Single-vesicle imaging reveals lipid-selective and stepwise membrane disruption by monomeric α-synuclein

The interaction of the neuronal protein α-synuclein with lipid membranes appears crucial in the context of Parkinson’s disease, but the underlying mechanistic details, including the roles of different lipids in pathogenic protein aggregation and membrane disruption, remain elusive. Here, we used single-vesicle resolution fluorescence and label-free scattering microscopy to investigate the interaction kinetics of monomeric α-synuclein with surface-tethered vesicles composed of different negatively charged lipids. Supported by a theoretical model to account for structural changes in scattering properties of surface-tethered lipid vesicles, the data demonstrate stepwise vesicle disruption and asymmetric membrane deformation upon α-synuclein binding to phosphatidylglycerol vesicles at protein concentrations down to 10 nM (∼100 proteins per vesicle).
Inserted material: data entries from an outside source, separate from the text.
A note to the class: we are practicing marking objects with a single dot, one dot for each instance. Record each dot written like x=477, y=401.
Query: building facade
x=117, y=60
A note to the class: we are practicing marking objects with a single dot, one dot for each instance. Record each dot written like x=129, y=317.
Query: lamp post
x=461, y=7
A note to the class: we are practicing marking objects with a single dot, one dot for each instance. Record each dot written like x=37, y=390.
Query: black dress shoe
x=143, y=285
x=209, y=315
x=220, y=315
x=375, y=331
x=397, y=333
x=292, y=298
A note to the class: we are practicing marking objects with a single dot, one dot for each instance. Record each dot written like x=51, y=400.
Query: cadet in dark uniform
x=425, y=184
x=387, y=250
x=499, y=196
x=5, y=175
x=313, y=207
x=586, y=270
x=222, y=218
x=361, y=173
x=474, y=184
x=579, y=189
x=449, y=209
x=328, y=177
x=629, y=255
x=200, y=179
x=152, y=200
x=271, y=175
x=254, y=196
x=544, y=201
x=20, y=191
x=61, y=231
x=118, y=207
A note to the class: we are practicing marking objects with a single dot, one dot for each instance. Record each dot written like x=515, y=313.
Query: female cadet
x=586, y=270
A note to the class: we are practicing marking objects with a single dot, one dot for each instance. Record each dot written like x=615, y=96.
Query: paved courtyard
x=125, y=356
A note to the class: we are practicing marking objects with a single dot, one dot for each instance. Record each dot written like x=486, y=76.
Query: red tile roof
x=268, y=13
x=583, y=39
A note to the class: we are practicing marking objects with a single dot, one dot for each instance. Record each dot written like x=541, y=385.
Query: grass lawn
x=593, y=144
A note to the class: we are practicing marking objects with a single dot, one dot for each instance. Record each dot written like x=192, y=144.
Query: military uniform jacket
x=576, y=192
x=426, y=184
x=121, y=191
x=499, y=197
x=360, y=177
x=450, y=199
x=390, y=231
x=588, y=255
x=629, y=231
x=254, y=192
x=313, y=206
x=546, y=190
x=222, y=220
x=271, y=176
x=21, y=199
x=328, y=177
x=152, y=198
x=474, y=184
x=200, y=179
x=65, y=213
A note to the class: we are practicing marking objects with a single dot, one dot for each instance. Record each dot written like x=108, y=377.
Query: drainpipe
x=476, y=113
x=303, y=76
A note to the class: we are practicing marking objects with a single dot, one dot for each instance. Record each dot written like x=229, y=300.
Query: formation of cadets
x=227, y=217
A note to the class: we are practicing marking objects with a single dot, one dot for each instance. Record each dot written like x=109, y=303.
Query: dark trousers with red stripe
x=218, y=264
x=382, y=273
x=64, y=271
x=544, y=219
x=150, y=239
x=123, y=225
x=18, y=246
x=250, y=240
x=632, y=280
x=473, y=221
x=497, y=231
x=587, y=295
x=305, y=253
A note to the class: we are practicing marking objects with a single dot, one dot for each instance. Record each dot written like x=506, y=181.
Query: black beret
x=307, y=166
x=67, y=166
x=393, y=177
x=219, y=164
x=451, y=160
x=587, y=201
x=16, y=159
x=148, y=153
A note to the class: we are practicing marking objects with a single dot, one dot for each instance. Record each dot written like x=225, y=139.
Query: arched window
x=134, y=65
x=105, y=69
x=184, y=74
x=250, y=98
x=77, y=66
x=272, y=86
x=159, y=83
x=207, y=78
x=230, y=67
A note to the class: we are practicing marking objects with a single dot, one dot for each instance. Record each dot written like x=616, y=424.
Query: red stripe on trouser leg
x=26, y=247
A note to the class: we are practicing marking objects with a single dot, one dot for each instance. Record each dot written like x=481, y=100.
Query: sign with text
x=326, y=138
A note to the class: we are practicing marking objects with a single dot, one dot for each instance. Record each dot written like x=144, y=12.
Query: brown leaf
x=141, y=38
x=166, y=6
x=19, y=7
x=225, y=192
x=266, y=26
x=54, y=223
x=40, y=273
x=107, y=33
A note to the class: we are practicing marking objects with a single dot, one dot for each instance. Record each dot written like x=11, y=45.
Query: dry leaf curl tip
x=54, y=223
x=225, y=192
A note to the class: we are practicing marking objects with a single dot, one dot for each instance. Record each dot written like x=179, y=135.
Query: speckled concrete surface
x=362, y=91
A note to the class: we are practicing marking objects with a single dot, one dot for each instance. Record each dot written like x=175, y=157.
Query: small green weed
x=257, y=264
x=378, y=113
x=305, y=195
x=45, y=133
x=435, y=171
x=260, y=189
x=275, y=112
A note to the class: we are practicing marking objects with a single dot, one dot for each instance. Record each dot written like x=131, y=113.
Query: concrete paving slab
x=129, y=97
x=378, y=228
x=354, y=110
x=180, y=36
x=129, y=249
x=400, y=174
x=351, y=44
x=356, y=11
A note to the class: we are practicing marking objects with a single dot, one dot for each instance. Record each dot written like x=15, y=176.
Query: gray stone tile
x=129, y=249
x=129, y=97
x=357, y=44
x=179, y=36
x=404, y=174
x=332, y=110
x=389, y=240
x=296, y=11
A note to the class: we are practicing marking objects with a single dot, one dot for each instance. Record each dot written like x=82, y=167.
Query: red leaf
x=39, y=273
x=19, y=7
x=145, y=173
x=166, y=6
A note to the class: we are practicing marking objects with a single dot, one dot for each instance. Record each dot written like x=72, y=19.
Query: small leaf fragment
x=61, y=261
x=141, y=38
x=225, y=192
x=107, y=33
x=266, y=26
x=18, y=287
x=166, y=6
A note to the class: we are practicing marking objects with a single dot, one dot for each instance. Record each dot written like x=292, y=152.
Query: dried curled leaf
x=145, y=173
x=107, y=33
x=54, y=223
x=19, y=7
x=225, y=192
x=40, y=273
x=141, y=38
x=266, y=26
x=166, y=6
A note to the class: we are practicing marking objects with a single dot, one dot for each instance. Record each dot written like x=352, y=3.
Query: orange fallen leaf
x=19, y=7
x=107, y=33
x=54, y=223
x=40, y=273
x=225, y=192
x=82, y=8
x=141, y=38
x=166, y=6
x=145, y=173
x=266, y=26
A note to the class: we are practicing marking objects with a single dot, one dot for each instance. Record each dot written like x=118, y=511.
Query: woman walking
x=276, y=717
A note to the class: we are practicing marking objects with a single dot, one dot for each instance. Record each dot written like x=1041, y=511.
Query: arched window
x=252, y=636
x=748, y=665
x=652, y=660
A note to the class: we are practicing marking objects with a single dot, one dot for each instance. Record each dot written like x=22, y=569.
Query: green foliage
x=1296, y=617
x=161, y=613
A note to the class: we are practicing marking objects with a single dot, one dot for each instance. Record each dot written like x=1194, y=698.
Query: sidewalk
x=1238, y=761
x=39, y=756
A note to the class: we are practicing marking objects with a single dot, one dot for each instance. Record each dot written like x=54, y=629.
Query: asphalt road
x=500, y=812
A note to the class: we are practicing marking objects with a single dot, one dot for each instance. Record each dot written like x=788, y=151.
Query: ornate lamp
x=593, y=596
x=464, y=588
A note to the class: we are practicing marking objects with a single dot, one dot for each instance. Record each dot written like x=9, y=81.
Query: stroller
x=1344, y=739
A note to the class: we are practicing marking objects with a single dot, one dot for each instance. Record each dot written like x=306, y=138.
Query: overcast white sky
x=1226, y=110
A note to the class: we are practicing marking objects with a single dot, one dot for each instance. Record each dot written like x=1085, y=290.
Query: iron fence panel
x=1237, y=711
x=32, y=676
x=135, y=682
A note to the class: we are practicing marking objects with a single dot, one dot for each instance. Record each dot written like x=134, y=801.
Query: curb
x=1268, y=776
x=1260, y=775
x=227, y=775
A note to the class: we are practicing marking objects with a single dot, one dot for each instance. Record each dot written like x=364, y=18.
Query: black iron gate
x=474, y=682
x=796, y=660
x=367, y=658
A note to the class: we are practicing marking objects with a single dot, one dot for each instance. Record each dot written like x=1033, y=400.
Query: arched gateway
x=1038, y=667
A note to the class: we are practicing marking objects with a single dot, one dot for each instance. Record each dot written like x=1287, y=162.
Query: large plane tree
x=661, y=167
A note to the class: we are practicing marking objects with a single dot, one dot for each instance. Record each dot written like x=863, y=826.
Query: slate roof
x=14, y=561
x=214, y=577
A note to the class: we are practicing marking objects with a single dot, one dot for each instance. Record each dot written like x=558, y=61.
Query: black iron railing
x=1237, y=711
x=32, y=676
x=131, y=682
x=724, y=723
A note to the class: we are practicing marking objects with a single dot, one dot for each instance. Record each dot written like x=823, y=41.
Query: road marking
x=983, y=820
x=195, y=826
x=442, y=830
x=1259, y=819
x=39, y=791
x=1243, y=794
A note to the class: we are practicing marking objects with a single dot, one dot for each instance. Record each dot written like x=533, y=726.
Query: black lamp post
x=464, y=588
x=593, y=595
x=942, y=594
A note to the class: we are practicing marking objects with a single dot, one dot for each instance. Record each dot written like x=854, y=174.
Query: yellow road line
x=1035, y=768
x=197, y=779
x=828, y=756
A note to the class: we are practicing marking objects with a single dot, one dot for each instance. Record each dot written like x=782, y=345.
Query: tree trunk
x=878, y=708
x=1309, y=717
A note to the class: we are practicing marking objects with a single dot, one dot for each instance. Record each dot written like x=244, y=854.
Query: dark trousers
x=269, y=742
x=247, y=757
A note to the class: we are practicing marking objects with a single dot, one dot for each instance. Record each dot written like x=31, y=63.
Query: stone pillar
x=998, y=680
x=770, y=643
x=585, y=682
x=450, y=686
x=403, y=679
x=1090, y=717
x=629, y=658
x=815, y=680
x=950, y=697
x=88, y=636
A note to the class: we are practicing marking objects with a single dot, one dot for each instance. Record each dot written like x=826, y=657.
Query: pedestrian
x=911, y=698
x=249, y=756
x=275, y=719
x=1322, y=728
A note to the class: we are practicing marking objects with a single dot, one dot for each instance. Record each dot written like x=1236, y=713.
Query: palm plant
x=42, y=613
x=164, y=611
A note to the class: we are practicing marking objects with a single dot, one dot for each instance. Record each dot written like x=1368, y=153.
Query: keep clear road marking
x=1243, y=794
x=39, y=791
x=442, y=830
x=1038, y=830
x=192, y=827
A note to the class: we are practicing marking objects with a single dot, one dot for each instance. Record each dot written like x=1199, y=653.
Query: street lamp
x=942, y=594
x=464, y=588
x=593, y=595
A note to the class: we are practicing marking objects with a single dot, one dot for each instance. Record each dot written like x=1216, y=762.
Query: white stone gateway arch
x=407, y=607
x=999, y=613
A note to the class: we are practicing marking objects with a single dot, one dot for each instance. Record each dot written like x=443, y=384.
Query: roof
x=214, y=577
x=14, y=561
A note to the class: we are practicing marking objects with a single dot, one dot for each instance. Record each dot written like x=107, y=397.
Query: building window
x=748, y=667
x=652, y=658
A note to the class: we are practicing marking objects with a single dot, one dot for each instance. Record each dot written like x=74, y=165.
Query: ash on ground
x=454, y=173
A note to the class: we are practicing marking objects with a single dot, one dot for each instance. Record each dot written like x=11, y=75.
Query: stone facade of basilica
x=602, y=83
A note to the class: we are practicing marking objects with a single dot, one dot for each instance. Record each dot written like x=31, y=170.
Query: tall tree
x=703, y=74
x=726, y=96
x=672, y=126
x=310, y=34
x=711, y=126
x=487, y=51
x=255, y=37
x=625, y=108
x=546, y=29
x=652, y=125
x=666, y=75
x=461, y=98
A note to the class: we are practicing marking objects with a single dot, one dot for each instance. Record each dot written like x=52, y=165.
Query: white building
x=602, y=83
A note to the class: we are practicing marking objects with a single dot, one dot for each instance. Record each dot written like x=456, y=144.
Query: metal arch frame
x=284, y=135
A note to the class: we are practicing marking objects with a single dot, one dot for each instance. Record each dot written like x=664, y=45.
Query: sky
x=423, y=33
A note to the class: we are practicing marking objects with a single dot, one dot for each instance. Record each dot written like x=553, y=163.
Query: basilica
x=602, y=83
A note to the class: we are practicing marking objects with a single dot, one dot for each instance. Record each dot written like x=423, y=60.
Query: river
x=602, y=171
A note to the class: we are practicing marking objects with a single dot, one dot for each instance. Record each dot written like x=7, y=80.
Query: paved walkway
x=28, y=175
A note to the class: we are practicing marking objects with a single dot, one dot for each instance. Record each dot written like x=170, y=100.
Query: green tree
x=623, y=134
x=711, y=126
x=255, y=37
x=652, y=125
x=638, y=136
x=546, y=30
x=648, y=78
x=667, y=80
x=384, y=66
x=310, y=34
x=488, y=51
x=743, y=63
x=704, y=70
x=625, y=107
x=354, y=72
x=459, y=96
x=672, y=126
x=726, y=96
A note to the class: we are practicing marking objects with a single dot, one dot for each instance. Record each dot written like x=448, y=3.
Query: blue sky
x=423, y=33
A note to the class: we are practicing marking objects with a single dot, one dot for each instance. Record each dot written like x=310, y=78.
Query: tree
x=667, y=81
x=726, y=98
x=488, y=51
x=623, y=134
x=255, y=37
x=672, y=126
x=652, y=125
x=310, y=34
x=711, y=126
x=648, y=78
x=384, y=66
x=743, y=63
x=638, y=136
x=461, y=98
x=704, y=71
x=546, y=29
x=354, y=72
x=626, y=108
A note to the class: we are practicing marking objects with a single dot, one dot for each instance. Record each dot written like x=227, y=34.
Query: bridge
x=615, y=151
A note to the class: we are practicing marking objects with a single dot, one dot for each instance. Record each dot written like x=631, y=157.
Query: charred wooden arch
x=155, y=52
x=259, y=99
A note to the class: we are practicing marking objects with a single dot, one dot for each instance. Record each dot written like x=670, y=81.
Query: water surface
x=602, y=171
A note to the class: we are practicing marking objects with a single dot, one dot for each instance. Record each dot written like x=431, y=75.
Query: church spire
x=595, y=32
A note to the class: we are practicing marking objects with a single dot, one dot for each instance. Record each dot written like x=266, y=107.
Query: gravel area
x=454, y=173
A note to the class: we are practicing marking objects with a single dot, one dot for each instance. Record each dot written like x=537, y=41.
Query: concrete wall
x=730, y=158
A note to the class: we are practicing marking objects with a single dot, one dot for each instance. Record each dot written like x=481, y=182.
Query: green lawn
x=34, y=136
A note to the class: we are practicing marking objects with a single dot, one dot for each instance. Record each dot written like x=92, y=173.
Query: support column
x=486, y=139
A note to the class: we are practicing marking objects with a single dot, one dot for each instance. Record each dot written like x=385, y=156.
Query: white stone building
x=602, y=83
In contrast, phosphatidylserine vesicles were only marginally affected. These insights into structural consequences of α-synuclein interaction with lipid vesicles highlight the contrasting roles of different anionic lipids, which may be of mechanistic relevance for both normal protein function (e.g., synaptic vesicle binding) and dysfunction (e.g., mitochondrial membrane interaction).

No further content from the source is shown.